Perhaps it is pride, perhaps curiosity, that motivates men to maintain the vigil; whatever the case, you continue to do the only things you know.

Detect, transmit.

Another decade passes. You no longer have the budget to continue operating the gyroscopes that allow you to calibrate your magnetic sensors. Several years prior, you mis-interpreted a routine telemetry command as one to power up the heaters to one of your magnetometers, possibly due to bombardment by cosmic radiation; over a period of five days, this caused irreparable damage to this subsystem.

This is just one of a string of failures in individual components that comprise your being, inevitable yet saddening.

Your tiny heart has outperformed expectations, still operating at 58% of initial capacity, but there is no avoiding what is to come.

By the end of the year, you will no longer be able to do mass gyroscopic calibrations.

Within five years, you will no longer be able to operate your gyroscopes at all.

Within ten years, power will have to be shared between every piece of you just to do any readings whatsoever.

And within the next fifteen years, you will no longer be able to power a single thing.
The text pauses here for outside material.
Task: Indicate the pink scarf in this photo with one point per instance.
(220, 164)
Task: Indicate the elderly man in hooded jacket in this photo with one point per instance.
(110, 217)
Your life will come to an end.

Still you plug away, driven by the single-minded determination of your design, and the momentum that carries you.

-

Perhaps, far into the future, you will serve one final purpose, communicating to someone traveling the great interstellar expanse a message from your home.

For within your decrepit bulk, battered by all the extremes of space, there resides a gold-plated copper disc, on which are recorded sights, sounds, and messages of the tiny blue dot upon which you were conceived, created, and from which you were launched.

-

This is a message of hope, and a record of things that were, originating in a time of strife and uncertainty, and its mere presence indicates a belief that there will be a tomorrow.

-

Even if that does not come to pass, you will continue on, perhaps one day the last record of a species that was, a species that dreamed and reached for the stars, a species that, once upon a time, sent out a few tenuous fingers into the great night sky and dared to dream that one day, they might follow.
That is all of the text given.